First, lack of grounding in reality. Next-token prediction is pattern matching at scale. It does not distinguish between plausible and true. An LLM will confidently invent citations, attribute quotes to people who never said them, and describe events that never happened. It has no way to check. It has no access to the present moment or to proprietary data. Every hallucination is a token the model thought was likely given the previous tokens.

Second, brittle reasoning. LLMs excel at tasks similar to their training data and fail on small variations. A model trained on English text cannot reliably process newly invented words or symbols it has never seen. Reasoning requiring multiple steps sometimes succeeds and sometimes fails, with no clear pattern. The model can solve a math problem, but changing the numbers might produce different reasoning quality, not because the problem changed difficulty but because the tokens involved are statistically different in the training set.

Third, context window limitations. Even with 128,000 token windows, models sometimes fail to use context effectively. A fact buried deep in a long document sometimes gets lost. Attention mechanisms sometimes focus on the wrong tokens. This is partly a fundamental limitation (attention scales quadratically, so finding signal in 128,000 tokens is harder than in 2,000) and partly an unsolved research problem.

Fourth, interpretability. We do not fully understand why individual neurons or layers in a transformer compute what they do. We cannot easily predict what the model will do on novel inputs. We cannot easily edit the model to fix a specific failure mode without risking breaking something else. The model is a black box that produces remarkably useful outputs, but why it produces those specific outputs often remains opaque.

Finally, the illusion of understanding. LLMs are so good at predicting human text that they appear to understand meaning, intent, and nuance. They do not. They predict patterns. Sometimes those patterns correlate strongly with understanding, which produces the illusion. But the model has no beliefs, no world model, no true reasoning process underlying its outputs. This matters when you deploy these models in domains where failure is costly. A model that appears to understand medicine but is actually pattern matching can produce plausible-sounding diagnoses that are wrong.

What you should do with this knowledge

Understanding how LLMs work should inform both how you use them and how you evaluate products built on them. When you see an LLM output, ask yourself: is this a pattern the model actually learned, or a plausible guess? Is the model using what it claims to use? What would the model do if the context changed slightly? These questions will not always have clear answers, but asking them prevents the common mistake of trusting LLM outputs beyond what the underlying mechanism supports.

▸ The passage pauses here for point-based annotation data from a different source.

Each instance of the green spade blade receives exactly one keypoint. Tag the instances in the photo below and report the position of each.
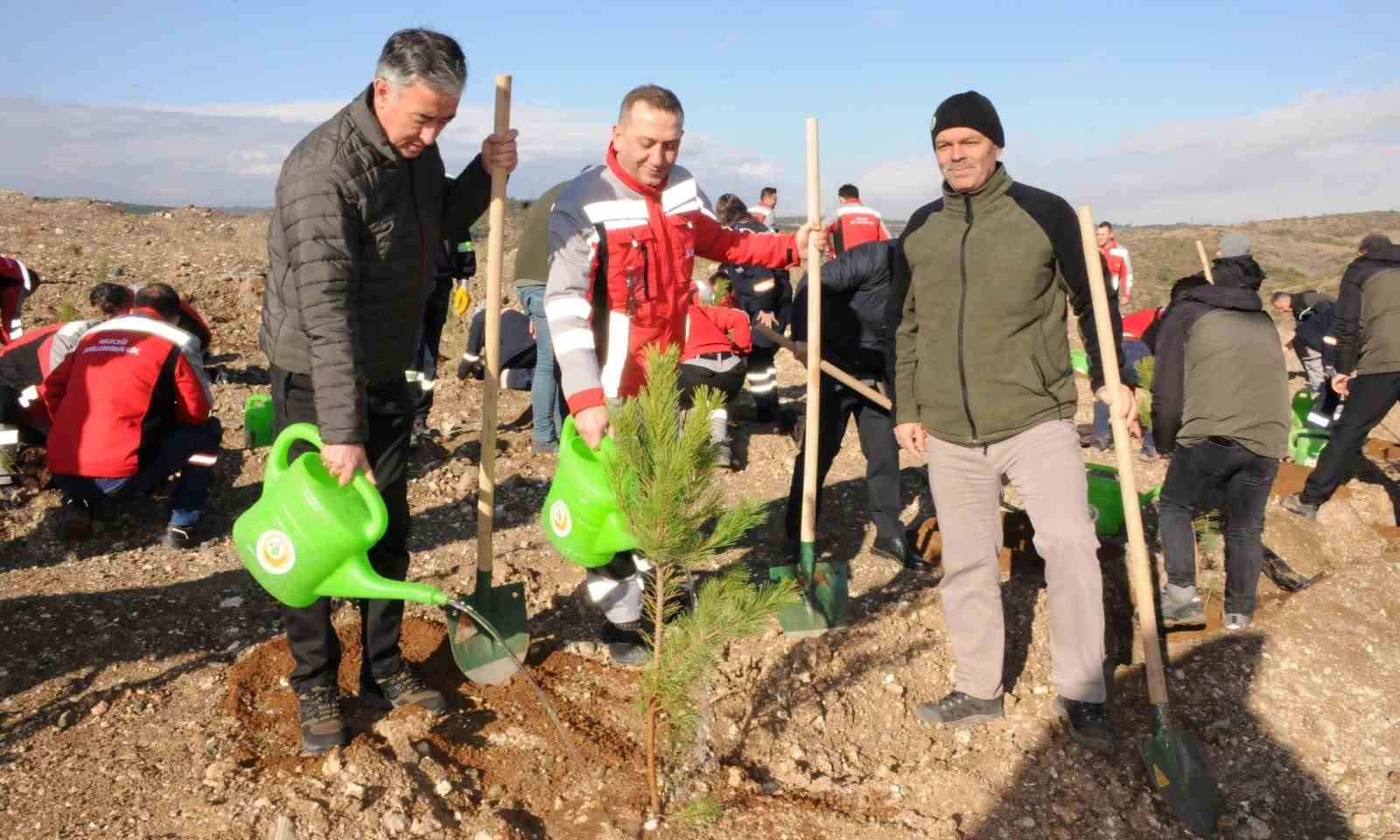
(476, 653)
(1178, 772)
(825, 594)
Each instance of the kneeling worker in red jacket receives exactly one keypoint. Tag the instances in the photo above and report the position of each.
(132, 406)
(718, 340)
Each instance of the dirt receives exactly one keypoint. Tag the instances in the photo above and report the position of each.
(142, 688)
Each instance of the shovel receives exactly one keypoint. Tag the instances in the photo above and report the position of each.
(1173, 760)
(825, 585)
(480, 655)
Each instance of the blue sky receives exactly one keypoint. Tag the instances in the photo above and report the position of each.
(1168, 114)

For product teams, this means being honest about limitations in your documentation. Do not claim your model "understands" anything. Describe what it can and cannot do reliably. Build verification layers on top of the model, not underneath. For researchers, the frontier is in making LLMs more interpretable, more grounded in reality, and more efficient to train. For practitioners, the frontier is in learning when to use LLMs and when not to, and in building workflows that use their strengths (fast pattern recognition, fluent text generation) while defending against their weaknesses (hallucination, brittleness, context window limitations).

The mechanics of LLMs are now well understood. The question that remains is not how they work, but what we should actually build with them. That question requires taking the technical details seriously and resisting the urge to anthropomorphize. The model that predicts the next token so fluently that it seems to think is not thinking. But it is doing something useful, and understanding exactly what it is doing is the first step to using it well.